Four years of dating. Three years long distance. Two different universities. Five years of marriage. Three cities. Nine different apartments we’ve called home. One Golden Retriever. One baby boy.
Over the past seven years, I’ve worked as a Recreational Therapist, Personal Trainer, Nanny, Barista, Therapeutic Support Staff, Behavioral Specialist, Executive Assistant, Human Resources Coordinator, Stay-At-Home Mom, and Direct Sales Consultant.
Phew.
Over the holidays this year, my husband and I had the opportunity to see our sister and brother’s beautiful new townhouse. We walked in and it immediately felt like such a haven. It exuded a sense of warmth and comfort. At some point that evening, I embraced my husband and we both whispered to each other in unison, “this makes me want a home to call our own.”
We have not lived in the same apartment for more than one year – ever. And while we’ve enjoyed all (eh, most) of our little abodes, none of them have ever felt like home. You know the home-feeling I’m talking about – like, sort of rivals mom and dads house, kind of thing.
In these situations, even amidst our abundance, it’s easy to feel a bit sorry for ourselves.
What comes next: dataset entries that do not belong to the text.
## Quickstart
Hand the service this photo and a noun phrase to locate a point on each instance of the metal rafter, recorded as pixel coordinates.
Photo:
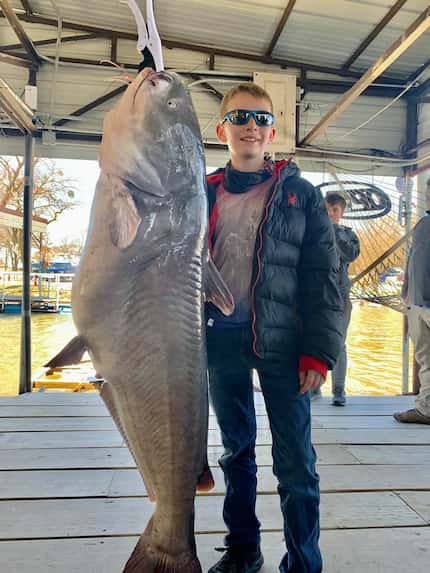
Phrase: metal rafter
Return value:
(16, 109)
(92, 104)
(281, 26)
(26, 5)
(20, 32)
(15, 60)
(374, 33)
(415, 30)
(50, 41)
(108, 33)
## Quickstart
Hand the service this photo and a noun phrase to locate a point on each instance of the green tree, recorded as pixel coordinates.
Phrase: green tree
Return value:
(53, 194)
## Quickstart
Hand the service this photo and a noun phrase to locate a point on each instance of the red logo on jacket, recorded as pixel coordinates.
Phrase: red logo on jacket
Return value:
(292, 197)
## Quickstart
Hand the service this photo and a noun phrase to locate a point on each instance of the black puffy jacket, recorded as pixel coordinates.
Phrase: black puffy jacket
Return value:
(296, 306)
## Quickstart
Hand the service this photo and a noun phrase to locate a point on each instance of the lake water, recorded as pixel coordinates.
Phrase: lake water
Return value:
(374, 348)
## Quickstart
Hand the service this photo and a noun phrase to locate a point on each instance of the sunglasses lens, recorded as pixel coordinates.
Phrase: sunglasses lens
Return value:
(263, 119)
(239, 117)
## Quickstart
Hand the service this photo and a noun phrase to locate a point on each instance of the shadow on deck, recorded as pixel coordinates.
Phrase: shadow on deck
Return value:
(72, 501)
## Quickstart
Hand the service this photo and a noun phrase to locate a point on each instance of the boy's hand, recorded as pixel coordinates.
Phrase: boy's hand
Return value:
(310, 380)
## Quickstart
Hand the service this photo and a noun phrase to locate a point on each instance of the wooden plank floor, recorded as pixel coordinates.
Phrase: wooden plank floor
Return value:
(71, 499)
This is immature, considering we are the ones who have chosen an unconventional and nomadic life for this season, for the sake of my husbands career. Better yet, if given the option, I’m completely certain we wouldn’t change a thing.
However, there is something inside of us that longs to put roots down. Or, I suppose it’s more accurate to say, that there is something inside of us that longs for what we don’t have. And isn’t that just our plight as humans in this culture – discontent, envious, and longing, with the grass always a paler green on our side of the fence.
We are now beginning to search for our first home and we’re taking our time. Nevertheless, it’s amazing to me how easy it is to let our emotions, anticipation, and energy hinge on this process. Constantly on the MLS, envisioning ourselves in each home we like, as though that is going to satisfy our hearts. The truth is it’s just another thing. An exciting step but one that we “cannot take with us,” so to speak.
We have been incredibly blessed to experience so much in such a short time. Yet, I constantly find myself caught in this cycle of want. While I’m sure there is someone out there doing the 9-5 shift in the same cubicle for ten years that would long for the journey I’ve had. The point is, it’s so easy to get swept away in the undertow of this life. We’re made to believe that what we have is not enough, as we look to the person next to us and measure ourselves up. Pondering what they think of us as we wonder why we aren’t more like them.
What if the only measure you used was you? The completely unique path that God set out only for you. Think about that. Pray about that. There’s freedom there.
Let the grass on your side of the fence grow beautiful. Water it, weed it, and care for it. Let wildflowers come up with vibrance and beautiful chaos. Make it your own, like no one else’s.
Seek to be content. To be still in the things that really matter. In little or in much. In the calm or in the storm. In the valley or on the mountain. In the moving or the staying. In the coming or the going. Just be.